The team is asking communities in Indiana and North Carolina to help them test and improve their predictive model by signing up to collect and ship water, dust and soil samples to RTI for laboratory analysis.

“As a study team, we are passionate about finding better ways to prevent childhood lead exposure,” said co-PI Jennifer Hoponick Redmon, an alumnus of IU and a senior environmental health scientist at RTI. “When a child is in their safe space at home, they should also be safe from the neurotoxic effects of lead.”

“In the lab, we analyze lead levels down to the parts per billion level so we can really pinpoint the presence of lead in household materials,” said James Harrington, a co-PI and research chemist at RTI.
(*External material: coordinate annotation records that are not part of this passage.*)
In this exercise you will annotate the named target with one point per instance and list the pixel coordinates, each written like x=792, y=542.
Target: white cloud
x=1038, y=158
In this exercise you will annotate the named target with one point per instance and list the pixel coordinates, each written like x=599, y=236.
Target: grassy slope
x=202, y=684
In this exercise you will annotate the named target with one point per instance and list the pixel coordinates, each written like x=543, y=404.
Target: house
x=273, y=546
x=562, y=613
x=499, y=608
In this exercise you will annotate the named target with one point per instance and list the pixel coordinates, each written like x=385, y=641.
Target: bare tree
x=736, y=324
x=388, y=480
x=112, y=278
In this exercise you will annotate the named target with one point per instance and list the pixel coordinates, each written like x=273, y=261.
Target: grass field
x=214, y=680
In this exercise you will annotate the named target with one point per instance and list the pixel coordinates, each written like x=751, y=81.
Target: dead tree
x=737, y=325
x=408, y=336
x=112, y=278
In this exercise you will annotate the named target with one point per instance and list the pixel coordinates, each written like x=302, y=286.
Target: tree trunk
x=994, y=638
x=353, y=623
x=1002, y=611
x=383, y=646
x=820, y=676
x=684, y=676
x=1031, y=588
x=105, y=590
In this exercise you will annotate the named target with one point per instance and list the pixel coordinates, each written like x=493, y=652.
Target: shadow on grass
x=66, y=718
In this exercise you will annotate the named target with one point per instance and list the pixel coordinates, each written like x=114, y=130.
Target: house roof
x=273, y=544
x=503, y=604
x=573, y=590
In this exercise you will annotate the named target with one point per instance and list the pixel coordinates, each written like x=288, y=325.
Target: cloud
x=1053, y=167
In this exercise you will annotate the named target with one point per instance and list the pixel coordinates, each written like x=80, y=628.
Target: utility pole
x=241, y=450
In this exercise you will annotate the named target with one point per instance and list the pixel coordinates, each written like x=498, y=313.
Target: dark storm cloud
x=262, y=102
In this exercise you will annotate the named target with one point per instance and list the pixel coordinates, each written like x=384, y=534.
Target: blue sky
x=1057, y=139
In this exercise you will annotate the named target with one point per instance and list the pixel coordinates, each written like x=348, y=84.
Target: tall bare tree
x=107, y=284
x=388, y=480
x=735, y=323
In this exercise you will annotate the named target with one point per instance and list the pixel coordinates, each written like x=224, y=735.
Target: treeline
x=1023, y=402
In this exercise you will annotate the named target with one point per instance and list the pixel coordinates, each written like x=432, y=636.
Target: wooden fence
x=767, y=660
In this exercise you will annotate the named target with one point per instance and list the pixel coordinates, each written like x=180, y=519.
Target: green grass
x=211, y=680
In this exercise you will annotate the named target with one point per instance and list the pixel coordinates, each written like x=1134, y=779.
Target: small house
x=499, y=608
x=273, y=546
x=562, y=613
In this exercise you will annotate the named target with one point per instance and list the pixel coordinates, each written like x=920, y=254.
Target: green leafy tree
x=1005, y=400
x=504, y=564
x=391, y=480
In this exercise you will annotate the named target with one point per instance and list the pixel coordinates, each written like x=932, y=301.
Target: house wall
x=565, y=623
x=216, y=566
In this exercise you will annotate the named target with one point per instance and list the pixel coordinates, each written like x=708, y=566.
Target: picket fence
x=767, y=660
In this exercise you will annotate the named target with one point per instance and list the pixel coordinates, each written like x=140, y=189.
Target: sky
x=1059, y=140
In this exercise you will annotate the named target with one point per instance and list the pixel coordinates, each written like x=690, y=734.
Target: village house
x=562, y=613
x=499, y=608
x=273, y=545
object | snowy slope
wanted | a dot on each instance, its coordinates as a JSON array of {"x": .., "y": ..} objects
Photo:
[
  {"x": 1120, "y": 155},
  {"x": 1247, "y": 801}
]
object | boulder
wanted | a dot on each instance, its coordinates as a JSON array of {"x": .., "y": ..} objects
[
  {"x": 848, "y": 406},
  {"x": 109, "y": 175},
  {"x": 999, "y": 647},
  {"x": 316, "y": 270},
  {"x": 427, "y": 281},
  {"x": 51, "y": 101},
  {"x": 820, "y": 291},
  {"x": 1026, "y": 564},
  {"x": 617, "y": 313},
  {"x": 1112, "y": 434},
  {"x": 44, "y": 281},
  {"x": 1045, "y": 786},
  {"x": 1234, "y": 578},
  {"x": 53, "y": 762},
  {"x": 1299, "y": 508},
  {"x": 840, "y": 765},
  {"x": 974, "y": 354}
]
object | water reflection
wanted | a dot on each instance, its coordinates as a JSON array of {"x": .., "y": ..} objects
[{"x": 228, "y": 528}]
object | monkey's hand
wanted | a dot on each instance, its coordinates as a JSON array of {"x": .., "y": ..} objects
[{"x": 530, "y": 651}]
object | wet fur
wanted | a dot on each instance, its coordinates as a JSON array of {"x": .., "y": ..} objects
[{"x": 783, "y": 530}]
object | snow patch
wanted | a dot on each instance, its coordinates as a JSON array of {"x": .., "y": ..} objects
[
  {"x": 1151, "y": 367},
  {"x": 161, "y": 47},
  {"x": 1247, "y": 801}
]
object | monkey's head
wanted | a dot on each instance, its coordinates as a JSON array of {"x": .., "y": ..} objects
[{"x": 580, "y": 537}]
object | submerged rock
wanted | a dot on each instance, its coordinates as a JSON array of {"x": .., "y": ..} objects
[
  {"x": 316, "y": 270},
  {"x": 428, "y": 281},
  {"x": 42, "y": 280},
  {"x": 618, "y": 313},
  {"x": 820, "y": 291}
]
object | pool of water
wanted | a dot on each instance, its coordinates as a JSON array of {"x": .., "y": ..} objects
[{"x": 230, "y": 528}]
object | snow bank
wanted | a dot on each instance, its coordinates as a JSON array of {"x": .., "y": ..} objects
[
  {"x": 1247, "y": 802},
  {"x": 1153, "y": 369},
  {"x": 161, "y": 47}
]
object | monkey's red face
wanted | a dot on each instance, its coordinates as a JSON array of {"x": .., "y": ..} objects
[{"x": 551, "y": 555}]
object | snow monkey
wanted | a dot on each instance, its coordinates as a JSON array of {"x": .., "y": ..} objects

Each participant will receive personalized, confidential results along with actionable recommendations on how to decrease lead exposure, if needed. Using data on residential lead exposure risks, machine-learning techniques will be used to launch an online mapping tool that proactively identifies at-risk Indiana and North Carolina homes.

“We previously identified racial disparities in lead exposure in Greensboro households,” said Co-PI and IU alumnus Emmanuel Obeng-Gyasi of NC A&T. “This study offers the opportunity to take it a step further by including more critical variables to build accurate predictive models to help the most at risk as early as possible.”

The study is funded by the U.S. Department of Housing and Urban Development. Partner organizations also involved with the study include the cities of Fort Wayne, Indiana, and Greensboro, North Carolina, the State of Indiana's Housing and Community Development Authority, NC Child, and NC Child, and the NC Housing Finance Agency. Selected residents in Allen, Delaware, Marion, St. Joseph and Vanderburgh counties in Indiana and Guilford County in North Carolina will receive postcards inviting them to participate in the study.